The Politecnico di Milano and Università Cattolica, which occupy prominent positions along Via Festa del Perdono and near the Navigli district respectively, have each committed over €80 million to technology upgrades since 2023. This includes expanded coding labs, virtual reality research centres, and hybrid learning infrastructure designed to attract international students in a post-pandemic landscape.

"We're seeing Italian universities compete at a level we haven't witnessed in two decades," said Marco Rossi, director of the Milan Academic Forum, an independent think tank based in Brera. "The gap between what's happening here and what's stalled in German universities is remarkable."

Yet the picture is more complicated than infrastructure metrics suggest. While Milan's universities boast cutting-edge facilities, tuition fees at private institutions like the Cattolica have risen to €9,500 annually—nearly double equivalent fees in Berlin. Public university fees remain lower, averaging €1,800 per year, but scholarship availability hasn't kept pace with rising living costs across neighbourhoods like Lambrate and Navigli, where student housing now averages €650 monthly for a studio apartment.

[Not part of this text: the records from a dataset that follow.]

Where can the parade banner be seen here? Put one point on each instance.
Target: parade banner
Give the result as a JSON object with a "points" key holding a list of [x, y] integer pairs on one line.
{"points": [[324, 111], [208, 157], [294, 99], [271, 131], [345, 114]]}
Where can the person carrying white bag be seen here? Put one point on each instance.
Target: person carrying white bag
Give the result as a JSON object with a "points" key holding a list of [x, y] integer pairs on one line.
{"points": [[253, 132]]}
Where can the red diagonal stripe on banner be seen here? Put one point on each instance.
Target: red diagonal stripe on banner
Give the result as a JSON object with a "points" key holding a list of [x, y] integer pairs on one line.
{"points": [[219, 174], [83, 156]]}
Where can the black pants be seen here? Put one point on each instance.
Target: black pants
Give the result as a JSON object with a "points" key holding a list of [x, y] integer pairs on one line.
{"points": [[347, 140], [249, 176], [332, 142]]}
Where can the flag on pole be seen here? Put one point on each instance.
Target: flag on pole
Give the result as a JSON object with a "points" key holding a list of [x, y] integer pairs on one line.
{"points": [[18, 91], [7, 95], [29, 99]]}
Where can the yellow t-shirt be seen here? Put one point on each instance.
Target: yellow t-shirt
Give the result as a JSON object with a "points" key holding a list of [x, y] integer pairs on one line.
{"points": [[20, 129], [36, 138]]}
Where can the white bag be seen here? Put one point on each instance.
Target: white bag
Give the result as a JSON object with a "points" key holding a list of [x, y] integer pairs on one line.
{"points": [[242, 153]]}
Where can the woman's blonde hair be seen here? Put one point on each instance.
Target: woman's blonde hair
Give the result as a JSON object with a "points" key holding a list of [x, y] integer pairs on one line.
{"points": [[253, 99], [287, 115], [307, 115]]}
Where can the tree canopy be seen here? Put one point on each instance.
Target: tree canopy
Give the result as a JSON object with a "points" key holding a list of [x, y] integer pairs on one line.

The disparity creates a tension familiar to urban centres globally: advancement for some, accessibility concerns for many. London's university system faces similar pressures around affordability, while Paris maintains lower fees but suffers from infrastructure backlogs affecting research capacity.

Milan's response has included the launch of new merit-based scholarship schemes and partnerships with tech companies to subsidise student internships—moves that position the city ahead of comparable efforts in other major European capitals. However, advocates argue that without addressing housing affordability and increasing need-based aid, the city risks widening equity gaps even as its universities climb international rankings.

The coming academic year will test whether Milan can sustain this momentum. As applications from across Europe continue rising, university administrators face the familiar challenge: growth without losing the accessibility that historically defined Italian public education.

This article was compiled by AI from the sources linked above and screened before publishing. See our editorial standards.